Kuşkusuz iyi bir milli takımımız var. Ama, Avrupa Futbol Şampiyonası’na gitme hakkını kazanmasına rağmen; henüz tam pişmemiş, çiğ tarafları var.
Son İzlanda maçında, bir beraberlik yetiyor diye; kendisine hedef belirlediği futbol stratejisi kötü ve risklerle doluydu. Üstelik rakibi de iyi gününde değildi ve yenilgiye açık bir futbolu vardı. Bunu gerektiği kadar kullanamadık. Yenseydik, finallere “Lider” gitme şansımız sürecekti. Daha azıyla yetindik.
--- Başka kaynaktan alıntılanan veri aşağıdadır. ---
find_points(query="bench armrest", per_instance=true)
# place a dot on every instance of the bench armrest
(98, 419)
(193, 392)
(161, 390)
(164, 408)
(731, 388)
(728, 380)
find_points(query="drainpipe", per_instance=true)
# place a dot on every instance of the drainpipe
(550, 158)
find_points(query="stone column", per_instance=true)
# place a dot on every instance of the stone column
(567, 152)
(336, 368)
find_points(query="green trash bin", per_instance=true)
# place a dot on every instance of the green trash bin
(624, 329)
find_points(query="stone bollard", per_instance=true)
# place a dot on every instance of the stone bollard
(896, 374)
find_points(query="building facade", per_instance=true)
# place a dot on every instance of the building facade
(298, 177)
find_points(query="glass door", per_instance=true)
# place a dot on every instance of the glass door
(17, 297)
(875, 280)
Çaresiz-moralsiz-hedefsiz geçen yıllardan sonra; Avrupa Şampiyonası’na katılma hakkını elde etmemiz, ihtiyacımız olan “Kendimize güvenme” duygusunu aşılayacaktır. Bu önemli bir kazanım. Ama yetmez!
***
Şu anki milli takımımızın en önemli özelliği, savunma kurgusundaki üstün başarısıdır. Bu konuda çok yetenekli oyunculara sahibiz. Ama sadece savunmayla, hedef başarıyı yakalamak mümkün değil.
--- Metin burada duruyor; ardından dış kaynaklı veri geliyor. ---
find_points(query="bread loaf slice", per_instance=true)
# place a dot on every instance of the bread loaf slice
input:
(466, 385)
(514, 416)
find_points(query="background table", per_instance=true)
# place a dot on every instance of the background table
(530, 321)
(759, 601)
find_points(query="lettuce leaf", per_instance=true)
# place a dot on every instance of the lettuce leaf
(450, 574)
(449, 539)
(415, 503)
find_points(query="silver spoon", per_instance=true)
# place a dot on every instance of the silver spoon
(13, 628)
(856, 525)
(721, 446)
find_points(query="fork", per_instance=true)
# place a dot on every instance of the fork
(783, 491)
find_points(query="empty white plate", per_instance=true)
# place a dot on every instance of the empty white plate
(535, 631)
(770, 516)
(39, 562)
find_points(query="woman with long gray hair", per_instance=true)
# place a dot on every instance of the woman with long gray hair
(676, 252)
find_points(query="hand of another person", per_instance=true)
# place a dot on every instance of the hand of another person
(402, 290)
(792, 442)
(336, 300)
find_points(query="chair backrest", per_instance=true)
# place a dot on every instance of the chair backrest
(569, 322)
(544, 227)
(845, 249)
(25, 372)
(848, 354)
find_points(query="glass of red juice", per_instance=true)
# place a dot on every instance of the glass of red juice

Orta sahamız yeterli sayılabilir. Ama forvette; hem hem sayı, hem de kalite sorunumz var. Burak Yılmaz, tek başına şampiyonayı sırtlayamaz. Cenk Tosun, bir türlü rayına tam oturamıyor.
Cengiz Ünder, garip bir egoist tavır içinde... Etrafında çok uygun şartlarda takım arkadaşları olduğu halde; pas vermek yerine, çapsız şut atışlarına girişti... Üstelik hepsi de isabetten yoksun, cılız şutlardı. Fiziki güçten de düştüğü gözleniyor.
***
Milan forması giyen Hakan Çalhanoğlu’nun canı istediği zaman futbol oynama lüksüne sahip olmadığı hatırlatılmalı...
Sadece duran toplardaki becerisiyle yetinmesi, kabul edilemez. Türk milli takımından çok, Milan’daki performansını dert edindiği için; sakatlık riskinden fazlasıyla ürküyor ve bu yüzden pasifize oynuyor. Maç içinde, sığınma noktalarına kaçması önlenmeli...
Finallere katılmayı başardık diye, bundan sonraki hedefleri ciddiye almamak olmaz...
İşimiz bitmedi yeni başlıyor. Herkesi ciddiyete davet ediyorum.